Saw a post here: http://www.wisebread.com/bar-stool-economics-0
The complaint is about that over half of the population pays no income tax. Ten percent of the population pay 70% of all income tax.
For those who complained about "unfair share" of tax on the rich, let me also provide this statistics from government study of wealth distribution:
- top 1% of the poupulation owns 34% of total assets in this nation
- top 20% of the poupulation owns 85% of total assets
- the bottom 80% claims only 15% of the assets
As you know assets generate capital gain, interest, and rent. These income are almost effortless. (say compare to coal miners.) Those who wrote articles like in the above link never cite these statistics side by side with tax burden. I think we need to consider the whole picture. Tax is an unpleasant fact of life. But US tax burden on the rich is less than most, if not all, OECD countries. It is a necessary evil. And I think the rich should be a bit more compassionate toward society.
A recent report from WSJ: Wall Street Banks are lobbying against centralized clearing house for derivatives trading because $20 billion of revenue is at risk.
But without centralized clearing house, it means future government bailout is inevitable because society can not afford the melt down of the entire financial system.
From this example you can see anyone's wealth has to do with how the law is written. That centralized wealth I quoted above has a lot to do with US law and lobbying.

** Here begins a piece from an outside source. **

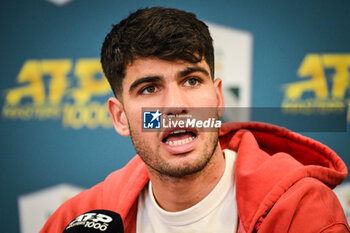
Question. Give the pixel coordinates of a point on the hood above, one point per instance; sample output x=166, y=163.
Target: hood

I think when considering tax policy we need to factor in these facts. The bottom 80% who owns only 15% of all assets obviously don't have the resources to do much lobbying.
Thursday, April 08, 2010
I am not saying statistical inference is useless. As I said in my first post, for life insurance and the risk of a claim due to death is predictable. In fact if you have a large enough risk pool, the projection can be accurate to an impressive degree. On the other hand, the risk of mortgage default is a very different animal. With the benefit of hindsight I understand today that it has to do with trillions of easy credit flowing into this country, with China and Japan together lending us more than 1.6 trillion. The potent power of low interest rate created the asset bubble and the bust that follows. As you can see this is an external variable that keeps accumulating (by just look at the trade deficit). But AIG keeps selling Credit Default Swap (CDS) as if it is a life insurance to insure mortgage default, to the degree that without 80 billion of government bailout, it means chain bankruptcy of financial institutions all over the world and the Great Depression 2.0. I don't want to elaborate on the relationship between Great Depression 1.0 and World War 2 as I am not an expert, but you understand the scare. So let me conclude by answering to the question "Can you really measure and model risk?". My thought is that it depends on what kind of risk you are talking about. You need to use a common sense judgement before you apply the state-of-the-art software. And you need to have a sufficient understanding of the boom and bust nature of economic history. And when someone pretend to be able to model things that can't be on a sound scientific footing, you should be able to call their bluff and air your skepticism. It is healthy for quants to air their skepticism. You are helping the society by demystifying the quants.
Monday, April 05, 2010
Wrong forecast gives a false sense of security. You can safely argue that none of the Lehman, AIG, and Bear Stern modelers forecasted the coming tsunami in 2007. Not even the Fed foresees the damage a nationally depreciating housing price can do to the world economy. The fact that world governments resort to fire fighting by printing money - 1.4 trillion in the US alone - speaks volumes to the failure of forecasting. That is why Mr King is advocating improving robustness of the infrastructure, and funding the fire fighting capacity. The true lesson from this financial crisis is that financial modelers are very ignorant about economic history, and determined to stay that way, while layman put too much trust in these "quants". Don't be fooled by people claiming to have an equation that can forecast a society's behavior. Issac Newton said he can not, and so you should be skeptical. Your skepticism will make the financial market healthier - you become part of the robust system.
Thursday, April 01, 2010
If you are talking about Life Insurance and the risk of death, more than one hundred years of experience has proven that, short of a war or pandemic, mortality is predictable. Law of large number will reduce the variability and you can model to a degree of confidence. If you are talking about probability of default on debt, then you are talking about modeling people's behavior that will be driven by incentives and the performance of the entire economy, which as many under currents. Everyone probably still have the credit crisis and financial panic of 2008 in mind. One of the source of the panic is that financial engineers assume mortgage default rate will behave about the same as the past 10 years, and priced the CDO/ CDS accordingly. When law of large number does not stabilize the default rate and it becomes clear that trillions of derivative assets are priced on wrong assumptions, the run starts. The disaster was a magnificent view. You put your trust on the model you don't fully understand at your own peril. And some short sellers are wise enough to profit handsomely on it. The lesson I learned is that I should examine the assumptions modelers use carefully, before embracing "financial weapon of mass destruction" (Buffett) as a panacea to reduce funding cost.